DLC – te trzy przeklęte literki zbite razem działają na część grających (w tym mnie) jak płachta na byka. To, co z pozoru może wydawać się ciekawym rozwiązaniem dystrybucyjnym, tak naprawdę okazuje się być iście szatańskim sposobem wyciągania kasy z naszych kieszeni. Wiecie dlaczego?

Aby z przytupem zacząć rozmyślania wypadałoby odwołać się do „oczywistej oczywistości”, jaką jest stwierdzenie, że gracze lubią wyciskać z gry ostatnie soki. Oj lubią. Zwłaszcza, jeśli dany tytuł im się naprawdę podoba. Każdy z nas zapewne znalazł się w sytuacji, w której zostawał nam ostatni (fabularny) boss, ale gdzieś siedział sobie pewien potworek, który miał moc zmiecenia postaci lub drużyny gracza z powierzchni ziemi.
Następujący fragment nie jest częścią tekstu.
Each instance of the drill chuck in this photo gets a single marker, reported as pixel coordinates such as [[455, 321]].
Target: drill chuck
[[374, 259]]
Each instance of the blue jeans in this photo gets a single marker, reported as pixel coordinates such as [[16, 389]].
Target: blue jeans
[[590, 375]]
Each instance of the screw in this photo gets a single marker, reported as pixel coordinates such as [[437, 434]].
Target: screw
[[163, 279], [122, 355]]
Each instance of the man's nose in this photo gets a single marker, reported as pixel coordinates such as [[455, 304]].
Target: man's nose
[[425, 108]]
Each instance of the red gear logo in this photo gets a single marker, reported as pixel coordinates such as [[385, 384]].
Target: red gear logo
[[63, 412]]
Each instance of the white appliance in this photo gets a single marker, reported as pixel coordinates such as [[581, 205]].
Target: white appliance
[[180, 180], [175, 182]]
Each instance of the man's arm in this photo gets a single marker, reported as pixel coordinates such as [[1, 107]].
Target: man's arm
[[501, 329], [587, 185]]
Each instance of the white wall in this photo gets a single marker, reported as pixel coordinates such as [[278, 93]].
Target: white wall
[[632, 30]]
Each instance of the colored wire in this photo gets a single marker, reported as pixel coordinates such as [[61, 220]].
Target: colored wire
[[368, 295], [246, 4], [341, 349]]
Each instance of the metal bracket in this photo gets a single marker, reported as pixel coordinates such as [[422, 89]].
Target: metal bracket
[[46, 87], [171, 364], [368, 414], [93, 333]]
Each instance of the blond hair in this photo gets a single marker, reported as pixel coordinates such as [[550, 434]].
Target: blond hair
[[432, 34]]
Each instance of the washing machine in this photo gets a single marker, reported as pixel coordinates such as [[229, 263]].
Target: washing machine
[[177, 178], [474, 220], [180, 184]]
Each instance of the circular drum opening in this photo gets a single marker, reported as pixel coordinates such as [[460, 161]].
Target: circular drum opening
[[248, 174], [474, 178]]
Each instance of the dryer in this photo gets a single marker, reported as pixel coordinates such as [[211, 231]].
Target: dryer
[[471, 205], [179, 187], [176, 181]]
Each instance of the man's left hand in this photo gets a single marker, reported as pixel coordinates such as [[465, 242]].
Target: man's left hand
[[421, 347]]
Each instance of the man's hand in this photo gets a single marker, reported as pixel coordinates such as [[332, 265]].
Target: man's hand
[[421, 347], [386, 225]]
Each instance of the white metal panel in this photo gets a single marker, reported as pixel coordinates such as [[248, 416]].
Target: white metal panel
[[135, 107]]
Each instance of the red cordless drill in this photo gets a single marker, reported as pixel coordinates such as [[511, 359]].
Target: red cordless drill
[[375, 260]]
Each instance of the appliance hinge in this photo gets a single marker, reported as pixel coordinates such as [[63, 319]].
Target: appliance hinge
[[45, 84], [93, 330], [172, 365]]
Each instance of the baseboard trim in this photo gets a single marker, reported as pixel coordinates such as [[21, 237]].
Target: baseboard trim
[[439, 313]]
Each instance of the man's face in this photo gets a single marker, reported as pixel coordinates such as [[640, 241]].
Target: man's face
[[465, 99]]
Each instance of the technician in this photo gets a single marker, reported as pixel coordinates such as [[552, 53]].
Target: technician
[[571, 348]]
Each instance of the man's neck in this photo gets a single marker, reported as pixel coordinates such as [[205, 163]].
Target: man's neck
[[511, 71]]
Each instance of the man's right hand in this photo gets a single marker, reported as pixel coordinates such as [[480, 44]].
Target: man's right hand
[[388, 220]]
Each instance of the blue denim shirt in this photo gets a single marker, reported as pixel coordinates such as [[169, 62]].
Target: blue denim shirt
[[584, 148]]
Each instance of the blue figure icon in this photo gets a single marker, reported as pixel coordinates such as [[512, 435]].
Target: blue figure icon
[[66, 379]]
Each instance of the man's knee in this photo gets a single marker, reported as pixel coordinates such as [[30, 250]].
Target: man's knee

Zazwyczaj przebywał on głęboko w jaskini, pływał przy dnie oceanu, albo ukrywał się, jako fioletowy dymek nieopodal organów (gratulacje dla osób, które wyłapały odwołania ukryte w tym zdaniu). Niemniej jednak pomimo tego, że przy pierwszym podejściu do niego zdołaliśmy przeżyć maksymalnie 30 sekund to jednak budziło się w nas coś, co kazało przeć dalej. Wtedy trzeba było wyfarmić odpowiednie przedmioty, wykuć najlepsze bronie przeczytać z dziesięć różnych strategii w pismach specjalistycznych by wreszcie po 5 godzinach mordęgi zabić skubańca. Jednym słowem kiedyś kupując grę w sklepie zapominaliśmy o bożym świecie i młóciliśmy ją aż do kompletnego wymasterowania.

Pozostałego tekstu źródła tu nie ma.